100.0%get time:2022-03-23 14:00:12.500964
number of URL data: 150data
can get date:74data


In [4]:
#Save
with open("NameURL/disaster.pkl","wb") as f:
    pickle.dump(disaster_dict, f)

### Tero incidents

In [15]:
years=[2015,2016,2017,2018,2019,2020]#year list
tero_dict={}#dictionary(name of tero:event occurance date)
page=0

for year in years:
    
    url="https://en.wikipedia.org/wiki/List_of_terrorist_incidents_in_"+str(year)#summary page
    data = pd.read_html(url, header = 0)

    tero_name_lis=data[0]["Article"].values.tolist()#get the list of tero from the table
    tero_lis=[]#list of URL
    pattern = r'href="\/wiki\/([^ ]+)"'
    html = request.urlopen(url)
    soup = BeautifulSoup(html,"html.parser",from_encoding='utf-8')

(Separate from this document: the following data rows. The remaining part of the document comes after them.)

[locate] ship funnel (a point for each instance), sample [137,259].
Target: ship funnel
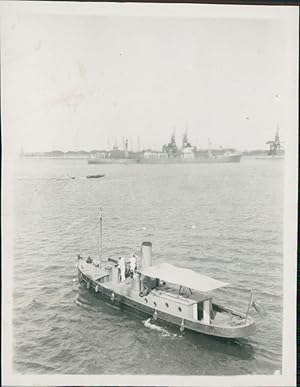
[146,254]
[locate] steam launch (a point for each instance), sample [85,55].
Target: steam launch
[162,291]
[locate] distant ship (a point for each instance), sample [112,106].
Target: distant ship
[276,150]
[170,154]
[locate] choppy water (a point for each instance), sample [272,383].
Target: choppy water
[224,220]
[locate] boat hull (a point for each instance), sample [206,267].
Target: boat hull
[125,303]
[205,160]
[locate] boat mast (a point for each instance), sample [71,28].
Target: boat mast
[100,237]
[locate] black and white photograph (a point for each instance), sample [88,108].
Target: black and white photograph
[149,194]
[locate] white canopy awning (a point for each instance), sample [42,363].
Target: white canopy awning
[183,277]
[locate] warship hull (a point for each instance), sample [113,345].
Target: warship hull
[205,160]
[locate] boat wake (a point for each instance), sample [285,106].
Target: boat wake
[147,323]
[84,305]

    for name in tero_name_lis:

        title_tero=soup.find_all(title=name)
        result = re.findall(pattern, str(title_tero))

        if result!=[]:
            tero_lis.append(result[0])
        else:
            tero_lis.append(np.nan)

    data[page]["wikiURL"]=tero_lis#newly added to data frame

    #Deletes dates other than one specific day(Dec 19-23)
    df1=data[page][["Date","wikiURL"]][~data[page]['Date'].str.contains('-')&~data[page]['Date'].str.contains('–')&~data[page]['Date'].str.contains('and')]
    
    #Get date information
    date_lis=[]
    for date in df1["Date"].values.tolist():#

        #Since the notation differs depending on the year, obtain it by changing the conditions
        if year==2016 or year==2017:
            date_new_time=datetime.datetime.strptime(date,"%b %d")
        elif year==2015:
            pattern='^[0-9]'
            result = re.findall(pattern, date)
            if result==[]:#when starting with a number, how to take the date first
                date_new_time=datetime.datetime.strptime(date,"%b %d")
            else:
                date_new_time=datetime.datetime.strptime(date,"%d %b")
        else:    
            date_new_time=datetime.datetime.strptime(date,"%d %B")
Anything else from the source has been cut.